A vehicle drives beside the melting permafrost tundra on the edge of the Bering Sea at the town of Quinhagak on the Yukon Delta in Alaska on April 12. According to scientists, Alaska has been warming twice as fast as the global average.

Photo by Mark RALSTON / AFP/Getty

Studies keep rolling in that say our chance to fight climate change is running out.

But you’d never know it from the foot-dragging in Springfield and Washington. How do we get through to the deniers of science — and the political opportunists — that they are playing with our children’s future?

On Tuesday, a major study was released that says a larger-than-expected rise in global sea levels of more than 6.6 feet could swamp coastal cities such as New York and Shanghai and displace up to 187 million people by the end of this century. That study came just two weeks after a landmark report by scientists from universities across the world that says a million plant and animal species are on the verge of extinction because of human activity.

Yet another study, released this month by the Center for International Environmental Law, says that the production and incineration of plastic this year will spew as much greenhouse gas into the atmosphere as 189 coal-fired power plants. And a recent Canadian report says we can expect to see extreme high and low water levels in the Great Lakes.

None of this, though, is stirring legislators to action in Springfield or Washington, where lobbyist money talks and noble intentions go to die.

In Springfield, legislative negotiators seem content to run out the clock this spring on a clean energy bill that would reduce Illinois’ reliance on fossils fuels and boost the number of jobs in the green energy sector. That’s partly because environmentalists have had to fend off legislation that would extend the ability of the utilities ComEd and Ameren to circumvent the traditional process for setting consumer rates. If the utility companies succeed, they will be less inclined to negotiate a wide-ranging clean energy bill, having already achieved a key legislative aim.

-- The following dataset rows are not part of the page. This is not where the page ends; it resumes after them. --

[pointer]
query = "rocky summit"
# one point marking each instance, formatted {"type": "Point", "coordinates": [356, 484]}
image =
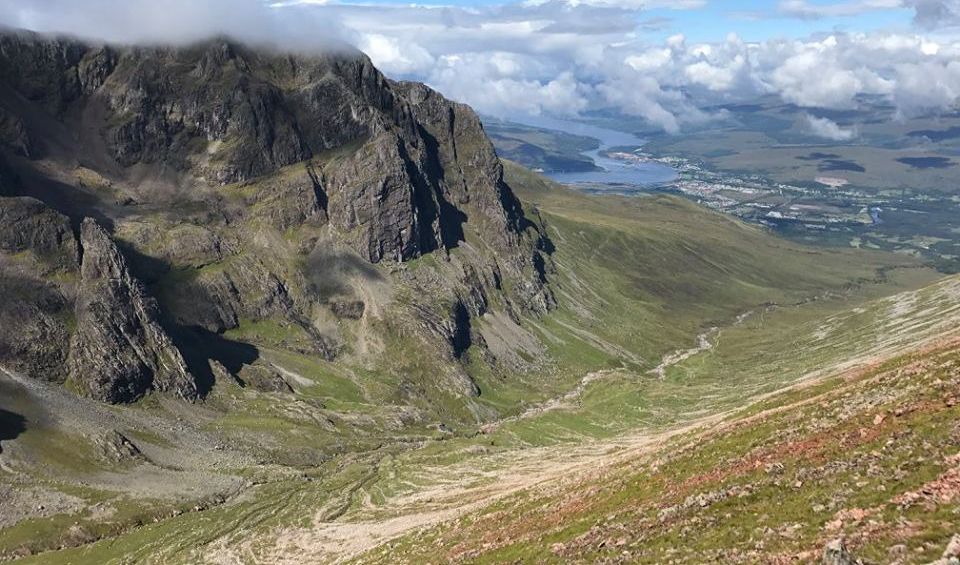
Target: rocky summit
{"type": "Point", "coordinates": [131, 170]}
{"type": "Point", "coordinates": [269, 306]}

In addition, a proposal for a full capital bill might be replaced with a stopgap that includes money only for roads and bridges. Meanwhile, a proposed capital bill would cut the percentage of money that traditionally goes to public transit. Both alternatives would shortchange transit systems and bike paths, which are better for the environment.

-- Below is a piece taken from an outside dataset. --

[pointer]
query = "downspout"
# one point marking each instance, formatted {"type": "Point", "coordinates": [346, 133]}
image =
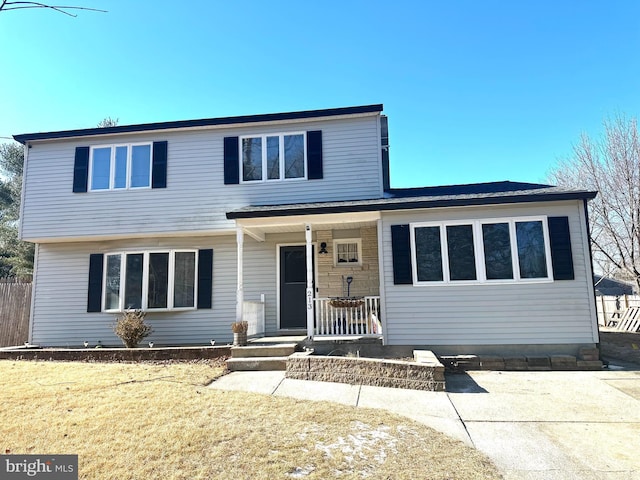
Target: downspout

The only significant environmental bill that appears to have a chance in Springfield is one that would limit pollution from coal ash pits at power plants. That measure has passed the state Senate and is awaiting a vote in the House.

In Washington, the Trump administration is working to curtail a host of policies and regulations intended to steer the world away from climate change disaster. To key government positions, such as head of the Environmental Protection Agency, President Donald Trump has appointed foes of strong eco-friendly rules. His administration is attacking Obama-era automobile emissions standards as too stringent, and he has proposed a cut of 31% to the budget of the U.S. Environmental Protection Agency.

On May 14, Trump boasted of approving new oil pipelines, withdrawing from the Paris climate accord, opening up the Arctic to oil drilling and targeting an Obama-era plan to get utilities to reduce pollution emissions by switching from coal to natural gas or renewable power.

Around the country, states are adopting stronger environmental protections to counteract the Trump administration’s policies. Colorado and New Mexico, for example, have imposed new rules to limit greenhouse gas emissions from fossil fuels. More than a dozen states are requiring cars to be more fuel-efficient than what is required by the federal government. And in Oregon, Gov. Kate Brown is expected this week to sign a bill that will enforce the pre-Trump federal clean air and clean water standards in Oregon, even if the Trump administration rolls them back on a federal level.

Scientists warn us that continued delays hasten the moment when catastrophic changes in the climate become irreversible.

Illinois should be taking the lead in green energy among the states.

And Washington, as Trump likes to say, should “put America first” — in leading the world, for the sake of our children, to a more secure environmental future.